Friday, December 02, 2011

Abortion and cytotoxic drugs

One of the things on my conscience concerns abortion. I have always held strict opinions about it and would opt out of being concerned in any matter to do with it. The only grounds that I could see for abortion would be if the baby had little chance of surviving the pregnancy. To ask a prenant woman with an anencephalic child to wait 9 months to deliver a baby that would die immediately seems to me too cruel to contemplate.

There was one occasion when I was faced with this. A young married woman with polycythemia was being treated by me with hydoxyurea (hydroxycarbamide). She was taking this during the first trimester of her pregnancy. She came to me worried that the baby would be affected by the carcinogenic/teratogenic drug.

Now I have always taken the view that hydroxyurea is a safe drug from this respect, and have believed that it is safe to use this drug in young people. But it is a fact that patients with polycythemia do tend to develop acute leukemia after about 13 years follow up. My opinion is that this is part of the nature of the disease rather than because of hydroxyurea since sickle cell patients who receive hydroxyurea to increase their HbF production do not develop acute leukemia. (There are only 2 cases in the literature - probably a chance encounter.)
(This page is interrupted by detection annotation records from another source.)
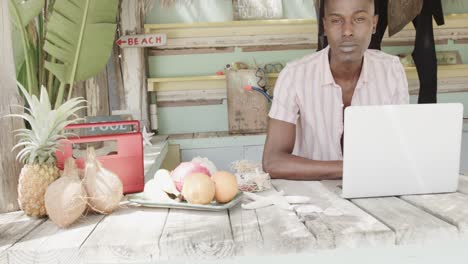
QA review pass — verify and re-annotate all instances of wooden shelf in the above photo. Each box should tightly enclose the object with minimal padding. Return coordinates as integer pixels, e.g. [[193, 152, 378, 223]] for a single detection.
[[148, 64, 468, 105], [145, 14, 468, 51]]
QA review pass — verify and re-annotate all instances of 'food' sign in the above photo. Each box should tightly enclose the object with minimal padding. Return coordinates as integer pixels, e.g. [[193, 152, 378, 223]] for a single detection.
[[116, 34, 166, 48]]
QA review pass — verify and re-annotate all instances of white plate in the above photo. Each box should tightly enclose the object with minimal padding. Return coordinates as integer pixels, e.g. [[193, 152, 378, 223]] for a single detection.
[[127, 192, 243, 211]]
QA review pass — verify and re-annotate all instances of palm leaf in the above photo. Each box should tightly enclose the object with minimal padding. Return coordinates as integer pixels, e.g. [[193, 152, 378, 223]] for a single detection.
[[44, 0, 118, 108], [10, 0, 45, 28], [9, 0, 45, 94]]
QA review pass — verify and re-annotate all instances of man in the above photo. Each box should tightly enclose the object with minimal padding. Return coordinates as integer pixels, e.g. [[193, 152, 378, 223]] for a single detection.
[[263, 0, 409, 180]]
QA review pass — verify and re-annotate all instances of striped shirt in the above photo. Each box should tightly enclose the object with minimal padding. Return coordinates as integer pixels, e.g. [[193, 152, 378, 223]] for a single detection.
[[269, 47, 409, 160]]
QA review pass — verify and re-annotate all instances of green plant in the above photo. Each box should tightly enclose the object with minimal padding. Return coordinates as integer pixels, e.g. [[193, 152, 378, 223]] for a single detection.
[[9, 0, 118, 109]]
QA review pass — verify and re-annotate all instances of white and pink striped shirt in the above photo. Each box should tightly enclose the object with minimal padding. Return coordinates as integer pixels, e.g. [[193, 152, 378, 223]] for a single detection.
[[269, 47, 409, 160]]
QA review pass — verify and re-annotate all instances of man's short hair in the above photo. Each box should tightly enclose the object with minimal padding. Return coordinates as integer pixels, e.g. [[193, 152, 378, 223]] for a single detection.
[[320, 0, 382, 11]]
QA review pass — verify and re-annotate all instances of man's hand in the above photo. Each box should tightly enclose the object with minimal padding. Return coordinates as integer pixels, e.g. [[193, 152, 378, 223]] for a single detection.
[[262, 118, 343, 180]]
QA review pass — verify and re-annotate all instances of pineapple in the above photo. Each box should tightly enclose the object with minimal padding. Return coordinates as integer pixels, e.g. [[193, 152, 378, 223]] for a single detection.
[[10, 84, 86, 217]]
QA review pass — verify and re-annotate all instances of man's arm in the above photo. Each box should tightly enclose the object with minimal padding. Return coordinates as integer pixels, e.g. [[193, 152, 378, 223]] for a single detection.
[[262, 118, 343, 180]]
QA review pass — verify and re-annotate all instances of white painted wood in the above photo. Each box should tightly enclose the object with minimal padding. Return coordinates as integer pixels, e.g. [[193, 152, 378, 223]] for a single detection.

However I could not be absolutely sure. (On one occasion a patient of mine in this situation switched from hydroxyurea to venesection when she moved to a different part of the country and promptly had a severe stroke.) In the UK it is necessary for 2 doctors to sign a form to permit the abortion to go ahead. I could have passed the buck, but it was really my decision to make, and I signed the form - the only occasion that I have.

Now there is a report in JCO (2011; 29:2410-5) which suggests that I was right all along and could have refused with a clear conscience. (Well not exactly clear, because I would also have to deal with a weeping woman who was very frightened.) The Swedish Chronic Myeloproliferative Neoplasm Study Group has reported on 11039 patients and concluded that despite a 35 fold higher risk of patients with Myeloproliferative conditions developing MDS/AML, there is no higher risk for those who have only received hydroxyurea as chemotherapy. Of course, I am talking about carcinogenicity here not teratogenicity, but they tend to go together.

This was a judgment call that I may have got wrong.